10. Band Straight Leg Deadlift
65.1% MatchHow to perform this exercise
- Stand with your feet shoulder-width apart and place the band around your feet.
- Hold the band with both hands, palms facing your body, and keep your arms straight.
- Engage your core and maintain a slight bend in your knees.
- Slowly hinge forward at your hips, keeping your back straight and chest lifted.
- Lower the band towards the ground while keeping your legs straight.
Why You Might Need a Hanging Bar Good Morning Alternative
You might substitute Hanging Bar Good Morning for several reasons: limited or unsafe barbell setups, lumbar pain, poor shoulder or thoracic mobility that prevents proper bar placement, or a need for unilateral balance work. Alternatives preserve the hip-hinge biomechanics that drive hamstring activation while allowing different loading and range-of-motion options. For example, Romanian deadlifts keep tension through hip extension and eccentric hamstring lengthening; glute-ham raises emphasize knee flexor contribution. Use the cue "push hips back, feel stretch in the hamstrings" to maintain correct movement and reduce compensatory lumbar flexion.

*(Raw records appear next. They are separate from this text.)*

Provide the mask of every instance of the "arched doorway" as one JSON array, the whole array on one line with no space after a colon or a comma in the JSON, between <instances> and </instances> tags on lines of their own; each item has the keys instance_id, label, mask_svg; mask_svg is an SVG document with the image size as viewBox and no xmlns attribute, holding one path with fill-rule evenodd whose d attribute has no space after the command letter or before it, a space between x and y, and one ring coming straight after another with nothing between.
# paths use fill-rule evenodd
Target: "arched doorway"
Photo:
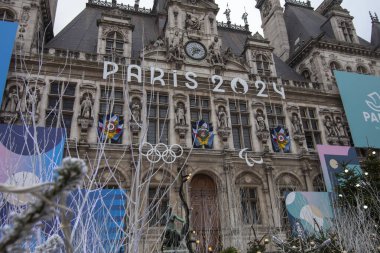
<instances>
[{"instance_id":1,"label":"arched doorway","mask_svg":"<svg viewBox=\"0 0 380 253\"><path fill-rule=\"evenodd\" d=\"M196 231L199 253L220 250L220 219L217 188L214 180L204 174L195 175L190 183L191 227ZM210 248L211 247L211 248Z\"/></svg>"}]
</instances>

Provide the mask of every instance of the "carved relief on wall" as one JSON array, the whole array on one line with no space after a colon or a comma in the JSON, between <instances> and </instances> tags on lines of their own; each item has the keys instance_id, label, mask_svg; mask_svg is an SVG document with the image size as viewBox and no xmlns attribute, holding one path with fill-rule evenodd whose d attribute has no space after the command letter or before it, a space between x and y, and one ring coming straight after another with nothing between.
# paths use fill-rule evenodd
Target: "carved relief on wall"
<instances>
[{"instance_id":1,"label":"carved relief on wall","mask_svg":"<svg viewBox=\"0 0 380 253\"><path fill-rule=\"evenodd\" d=\"M167 42L167 60L182 62L185 59L183 52L183 36L175 31L174 34L168 38Z\"/></svg>"},{"instance_id":2,"label":"carved relief on wall","mask_svg":"<svg viewBox=\"0 0 380 253\"><path fill-rule=\"evenodd\" d=\"M186 101L187 97L182 93L173 96L173 102L175 104L175 131L179 135L179 144L181 146L186 146L186 134L189 131Z\"/></svg>"},{"instance_id":3,"label":"carved relief on wall","mask_svg":"<svg viewBox=\"0 0 380 253\"><path fill-rule=\"evenodd\" d=\"M327 142L331 145L349 145L350 139L347 133L347 123L344 120L342 112L322 109L320 114L323 119Z\"/></svg>"},{"instance_id":4,"label":"carved relief on wall","mask_svg":"<svg viewBox=\"0 0 380 253\"><path fill-rule=\"evenodd\" d=\"M105 40L109 33L117 32L123 36L124 43L128 43L128 32L117 26L103 25L102 39Z\"/></svg>"},{"instance_id":5,"label":"carved relief on wall","mask_svg":"<svg viewBox=\"0 0 380 253\"><path fill-rule=\"evenodd\" d=\"M262 13L263 17L265 18L270 13L270 10L272 9L272 3L270 1L265 1L262 7Z\"/></svg>"},{"instance_id":6,"label":"carved relief on wall","mask_svg":"<svg viewBox=\"0 0 380 253\"><path fill-rule=\"evenodd\" d=\"M209 62L212 65L223 65L222 44L218 37L214 37L214 41L208 47Z\"/></svg>"}]
</instances>

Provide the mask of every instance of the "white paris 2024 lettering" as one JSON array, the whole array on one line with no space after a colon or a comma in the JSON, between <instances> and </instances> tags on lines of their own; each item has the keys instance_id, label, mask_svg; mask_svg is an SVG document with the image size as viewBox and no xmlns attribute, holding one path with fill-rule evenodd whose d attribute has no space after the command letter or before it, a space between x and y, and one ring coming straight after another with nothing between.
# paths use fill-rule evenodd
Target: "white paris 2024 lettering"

How to Choose the Right Substitute
Match the substitute to your equipment, goals and injury history. Choose Romanian deadlifts or stiff-leg deadlifts if you have a loaded barbell and want bilateral hip-dominant loading; cue "hinge at the hips, keep a soft knee" to bias hamstrings. Pick single-leg RDLs to correct side-to-side imbalances and increase fascial tension. Use glute-ham raises or back extensions to emphasize eccentric control and spinal erector engagement; cue "slow descent, control the stretch" to maximize hamstring activation. Prioritize range of motion, progressive overload and ability to maintain a neutral spine when selecting the best option.
Frequently Asked Questions
What muscles does Hanging Bar Good Morning work?
The Hanging Bar Good Morning primarily targets the hamstrings and spinal erectors while engaging the glutes and upper back for stabilization. The movement is a hip hinge, so hamstrings lengthen eccentrically and generate force during hip extension while the erectors resist forward flexion.
What is the best bodyweight alternative to Hanging Bar Good Morning?
The best bodyweight alternative is the glute-ham raise or Nordic hamstring curl progression; both load the hamstrings through eccentric knee flexion and hip extension. Cue a controlled descent and active posterior chain bracing to maintain tension and protect the lumbar spine.
Can I build muscle without doing Hanging Bar Good Morning?
Yes. You can build hamstring and posterior chain muscle with Romanian deadlifts, stiff-leg deadlifts, single-leg RDLs and glute-ham raises using progressive overload and proper tempo. Focus on maintaining a hip hinge, time under tension and progressive load to drive hypertrophy.